In an article written for the New York Times , Adichie said Buhari’s outdated economic ideology and the seemingly selective corruption war have led to a “declining hope” in his government.
She noted that Buhari has in many situations appeared disengaged, saying his “tone and demeanour” are reminiscent of 1984 when he was a military head of state.
“The president seems comfortable with conditions that make an economy uncomfortable — uncertainty and disillusion. But the economy is not the only reason for Nigerians’ declining hope.
“Since Mr. Buhari came to power, villages in the middle-belt and southern regions have been raided, the inhabitants killed, their farmlands sacked. Those attacked believe the Fulani herdsmen want to forcibly take over their lands for cattle grazing.
“It would be unfair to blame Mr. Buhari for these killings, which are in part a result of complex interactions between climate change and land use. But leadership is as much about perception as it is about action, and Mr. Buhari has appeared disengaged. It took him months, and much criticism from civil society, to finally issue a statement “condemning” the killings. His aloofness feels, at worst, like a tacit enabling of murder and, at best, an absence of sensitive leadership.
“Most important, his behavior suggests he is tone-deaf to the widely held belief among southern Nigerians that he promotes a northern Sunni Muslim agenda. He was no less opaque when the Nigerian Army murdered hundreds of members of a Shiite Muslim group in December, burying them in hastily dug graves.
“Or when soldiers killed members of the small secessionist pro-Biafran movement who were protesting the arrest of their leader, Nnamdi Kanu, a little-known figure whose continued incarceration has elevated him to a minor martyr.
“Nigerians who expected a fair and sweeping cleanup of corruption have been disappointed. Arrests have tended to be selective, targeting mostly those opposed to Mr. Buhari’s government. The anti-corruption agencies are perceived not only as partisan but as brazenly flouting the rule of law: The Department of State Security recently barged into the homes of various judges at midnight, harassing and threatening them and arresting a number of them, because the judges’ lifestyles “suggested” that they were corrupt.

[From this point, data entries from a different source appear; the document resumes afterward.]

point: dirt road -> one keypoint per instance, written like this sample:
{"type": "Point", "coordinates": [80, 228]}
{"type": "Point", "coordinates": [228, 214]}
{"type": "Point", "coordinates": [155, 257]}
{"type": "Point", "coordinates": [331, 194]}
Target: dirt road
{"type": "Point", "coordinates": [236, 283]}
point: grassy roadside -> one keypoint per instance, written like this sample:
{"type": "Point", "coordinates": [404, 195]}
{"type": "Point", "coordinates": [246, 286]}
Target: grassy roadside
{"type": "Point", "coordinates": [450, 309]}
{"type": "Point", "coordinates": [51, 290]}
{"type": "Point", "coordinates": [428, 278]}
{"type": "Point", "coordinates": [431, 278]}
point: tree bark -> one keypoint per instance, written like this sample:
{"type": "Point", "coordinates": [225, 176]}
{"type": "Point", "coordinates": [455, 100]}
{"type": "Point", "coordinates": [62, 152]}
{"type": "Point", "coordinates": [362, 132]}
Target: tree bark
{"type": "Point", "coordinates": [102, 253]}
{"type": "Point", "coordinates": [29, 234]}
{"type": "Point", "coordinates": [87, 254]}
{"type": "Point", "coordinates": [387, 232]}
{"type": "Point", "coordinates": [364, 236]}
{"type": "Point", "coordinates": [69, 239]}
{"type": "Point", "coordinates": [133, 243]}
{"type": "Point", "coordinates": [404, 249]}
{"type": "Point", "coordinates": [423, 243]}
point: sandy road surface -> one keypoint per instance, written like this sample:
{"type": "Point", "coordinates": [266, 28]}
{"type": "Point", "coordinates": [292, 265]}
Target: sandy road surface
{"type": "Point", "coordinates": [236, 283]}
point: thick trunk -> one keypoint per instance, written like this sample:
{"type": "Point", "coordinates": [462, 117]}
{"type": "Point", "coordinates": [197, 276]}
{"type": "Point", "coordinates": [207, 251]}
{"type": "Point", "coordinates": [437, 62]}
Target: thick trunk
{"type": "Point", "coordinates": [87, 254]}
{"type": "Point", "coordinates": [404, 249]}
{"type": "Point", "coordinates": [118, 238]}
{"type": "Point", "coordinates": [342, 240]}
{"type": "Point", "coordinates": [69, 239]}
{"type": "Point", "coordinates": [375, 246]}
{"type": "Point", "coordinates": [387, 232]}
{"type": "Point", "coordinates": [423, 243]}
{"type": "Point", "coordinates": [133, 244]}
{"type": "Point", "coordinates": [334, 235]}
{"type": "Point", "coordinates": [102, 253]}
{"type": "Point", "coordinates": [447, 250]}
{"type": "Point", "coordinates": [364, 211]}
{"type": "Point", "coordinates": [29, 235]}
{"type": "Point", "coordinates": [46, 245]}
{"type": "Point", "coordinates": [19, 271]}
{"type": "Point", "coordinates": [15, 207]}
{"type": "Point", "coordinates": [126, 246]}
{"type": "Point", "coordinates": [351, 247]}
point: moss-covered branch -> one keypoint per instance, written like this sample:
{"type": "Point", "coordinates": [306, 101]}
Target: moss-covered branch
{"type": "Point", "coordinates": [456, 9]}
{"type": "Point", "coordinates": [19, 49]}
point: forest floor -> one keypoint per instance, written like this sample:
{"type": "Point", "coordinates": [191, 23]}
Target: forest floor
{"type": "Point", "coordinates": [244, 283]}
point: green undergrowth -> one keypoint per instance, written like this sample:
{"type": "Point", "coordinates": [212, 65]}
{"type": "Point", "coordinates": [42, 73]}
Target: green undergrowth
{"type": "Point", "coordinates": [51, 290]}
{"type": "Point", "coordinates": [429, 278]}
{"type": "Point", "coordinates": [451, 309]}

“There is an ad hoc air to the government that does not inspire that vital ingredient for a stable economy: confidence. There is, at all levels of government, a relentless blaming of previous administrations and a refusal to acknowledge mistakes. And there are eerie signs of the past’s repeating itself — Mr. Buhari’s tone and demeanor are reminiscent of 1984, and his military-era War Against Indiscipline program is being reintroduced.
“There are no easy answers to Nigeria’s malaise, but the government’s intervention could be more salutary — by prioritizing infrastructure, creating a business-friendly environment and communicating to a populace mired in disappointment.”